Permutation test of CNV calls. A permutation test was performed in order to test the significance of our CNV calls. The histogram shows the number of CNV calls overlapping with CNV in DGV. The X-axis shows the number of calls overlapping with DGV. The Y-axis shows the frequency of the overlapping number in 5,000 sets of permuted CNV calls.

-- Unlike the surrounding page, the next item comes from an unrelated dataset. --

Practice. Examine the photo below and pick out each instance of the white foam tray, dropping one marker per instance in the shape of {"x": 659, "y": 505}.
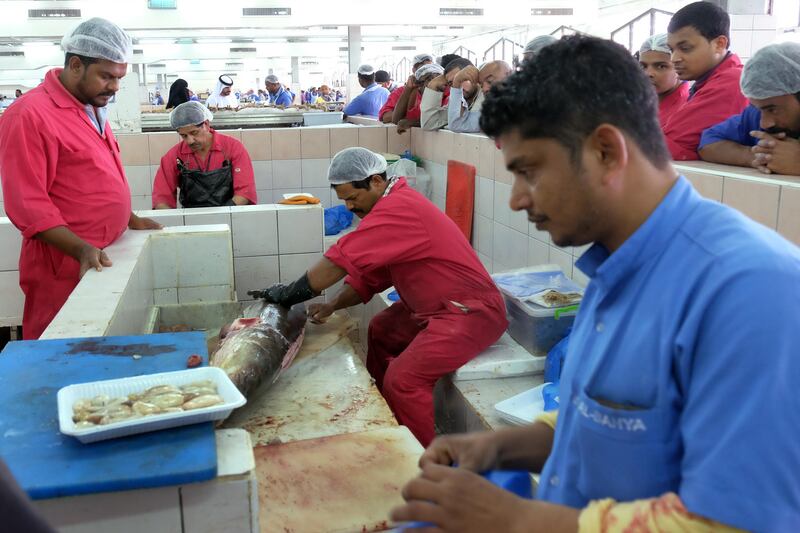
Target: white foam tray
{"x": 523, "y": 408}
{"x": 116, "y": 388}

We also intersected the CNV calls with the CNVs identified by aCGH in the two genomes. There are 23 and 45 CNV regions reported in Watson's and Venter's genome respectively [21,24]. We found 15 of our CNV calls overlap with 10 of previously reported Watson's CNV regions, and only 11 of our CNV calls overlap with 5 of Venter's. The low overlap with Venter's CNV calls made by aCGH is not surprising, for the reason that the majority of the CNV regions were detected by only one of three microarray platforms [24]. There are 121 CNV calls that made by CNV-seq but not aCGH and overlap with DGV data, suggesting that CNV-seq can detect CNV regions that were missed by aCGH. One of these regions is shown in Figure 5 (bottom panel), a 238 kb region (copy number ratio 6:1, p = 0) containing two genes (FAM23B, MRC1L1) and one miRNA (hsa-mir-511-2). We have used stringent thresholds in our analysis, thus by lowering thresholds, such as p-value and the number of consecutive windows, will increase the number of reported CNV calls.
A major assumption in CNV-seq is that shotgun sampling of DNA fragments is random, and therefore the CNV calls made by CNV-seq are not due to different sequencing bias between the two sets of data compared. When the two sets of data are prepared in the same way, this assumption is valid. However, when the shotgun sequences are generated using two different sequencing methods, the assumption may not hold any more. Solexa sequencing reads are recently reported to be GC-biased dependent on a library preparation procedure [28]. Venter's genome was sequenced using 454 and Watson's genome was sequenced using the Sanger method. We compared the distribution of GC frequencies in the shotgun reads in both genomes. There are no significant differences between the two distributions (p = 0.2106, Kolmogorov-Smimrov test).